2 places come to mind. Tomlinson Run State Park is just outside of Chester and Beaver Creek State Park is in the East Liverpool area. You can google them for more details.


----------



## PhattyB (Dec 11, 2007)

Moundsville penitentiary and the Indian mounds. Cabela's in Wheeling along the way


----------



## Bohunter21 (Apr 14, 2008)

You can always take a look at the Worlds Largest Teapot located at the north end of town (just a joke) Unfortunately there isn't a lot to do around here. If you like canoeing or kayaking you can go to Racoon Creek State Park up route 30 in Pa. It is only about 15 miles from Chester. They rent the equipment there and it is a nice lake for this type of activity. If you like hiking you can visit one of the previously mentioned local state parks. Like the earlier post said Cabela's is about a little over an hours drive and there is plenty of shopping sorounding it. Other than that there isn't much close.
Good Luck and I hope you enjoy your visit.
Bohunter.......


----------



## moondog5814 (Apr 8, 2007)

Tomlinson Run is a nice little State Park, has a nice swimming pool and used to have nice some neat hiking trails.

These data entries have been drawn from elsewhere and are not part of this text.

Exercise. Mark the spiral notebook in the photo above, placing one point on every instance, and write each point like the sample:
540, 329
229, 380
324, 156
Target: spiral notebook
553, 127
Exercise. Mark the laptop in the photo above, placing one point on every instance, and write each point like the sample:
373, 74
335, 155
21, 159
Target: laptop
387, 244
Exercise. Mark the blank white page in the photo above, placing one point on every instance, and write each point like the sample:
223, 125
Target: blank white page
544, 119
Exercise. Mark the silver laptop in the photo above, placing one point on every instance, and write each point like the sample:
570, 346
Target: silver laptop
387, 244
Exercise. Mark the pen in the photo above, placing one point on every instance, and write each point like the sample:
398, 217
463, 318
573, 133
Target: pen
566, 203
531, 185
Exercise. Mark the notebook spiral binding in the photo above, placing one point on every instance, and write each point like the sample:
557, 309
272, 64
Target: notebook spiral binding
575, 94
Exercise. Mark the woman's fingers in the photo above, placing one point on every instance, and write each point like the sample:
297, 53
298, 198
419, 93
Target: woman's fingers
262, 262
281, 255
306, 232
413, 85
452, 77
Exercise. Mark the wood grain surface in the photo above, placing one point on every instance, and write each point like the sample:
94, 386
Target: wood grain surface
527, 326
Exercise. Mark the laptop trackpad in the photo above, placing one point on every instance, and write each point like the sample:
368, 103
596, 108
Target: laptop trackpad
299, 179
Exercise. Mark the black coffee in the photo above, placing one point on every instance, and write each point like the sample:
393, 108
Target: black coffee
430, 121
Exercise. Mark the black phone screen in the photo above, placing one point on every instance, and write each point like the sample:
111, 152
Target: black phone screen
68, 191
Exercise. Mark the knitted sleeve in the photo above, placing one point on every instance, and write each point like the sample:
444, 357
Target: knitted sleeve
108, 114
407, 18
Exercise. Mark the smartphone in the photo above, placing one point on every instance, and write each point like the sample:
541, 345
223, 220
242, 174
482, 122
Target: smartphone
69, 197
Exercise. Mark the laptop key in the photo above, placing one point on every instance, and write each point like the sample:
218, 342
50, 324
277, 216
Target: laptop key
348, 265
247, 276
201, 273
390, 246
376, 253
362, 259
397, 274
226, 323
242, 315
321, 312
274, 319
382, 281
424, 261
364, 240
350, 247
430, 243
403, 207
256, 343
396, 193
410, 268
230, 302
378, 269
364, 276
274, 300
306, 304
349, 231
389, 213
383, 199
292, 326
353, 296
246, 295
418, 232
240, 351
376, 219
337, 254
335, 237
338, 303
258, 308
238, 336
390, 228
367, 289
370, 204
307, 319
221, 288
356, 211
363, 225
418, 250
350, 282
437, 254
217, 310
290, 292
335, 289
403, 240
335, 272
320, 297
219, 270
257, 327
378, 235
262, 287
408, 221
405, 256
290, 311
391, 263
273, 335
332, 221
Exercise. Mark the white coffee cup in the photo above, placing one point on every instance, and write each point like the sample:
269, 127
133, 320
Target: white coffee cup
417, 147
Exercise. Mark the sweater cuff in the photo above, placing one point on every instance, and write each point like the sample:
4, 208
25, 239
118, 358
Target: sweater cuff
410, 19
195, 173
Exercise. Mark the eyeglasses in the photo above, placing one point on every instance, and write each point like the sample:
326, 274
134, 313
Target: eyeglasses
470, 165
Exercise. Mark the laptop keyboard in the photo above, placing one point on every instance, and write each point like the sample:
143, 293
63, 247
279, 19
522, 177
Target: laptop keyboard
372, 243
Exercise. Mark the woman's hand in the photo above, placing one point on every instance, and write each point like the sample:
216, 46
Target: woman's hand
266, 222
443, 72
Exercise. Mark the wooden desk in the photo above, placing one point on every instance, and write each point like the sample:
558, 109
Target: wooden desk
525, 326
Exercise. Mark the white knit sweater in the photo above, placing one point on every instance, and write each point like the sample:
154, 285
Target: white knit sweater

For eating, try Tom's Country Kitchen in Chester, Hogue's in Calcutta, and a definite must...Dee Jay's in Weirton(best ribs I have ever had, although they aren't cheap). You could check out Homer Laughlin China out too. It is one of the largest potteries in the world. It is in Newell, former hometown of yours truly. They used to give tours.


----------



## Baitkiller (Sep 1, 2004)

Old Fort Steuben

Welsh Classic Car Museum Steubenville

The Museum of Ceramics, 400 East Fifth Street, East Liverpool

Hope this helps bro


----------



## TIGHTLINER (Apr 7, 2004)

Hey! Thanks to all who posted. I'll let you know how it all pans out when I get back. I'm leaving this Sunday Night to head down.


----------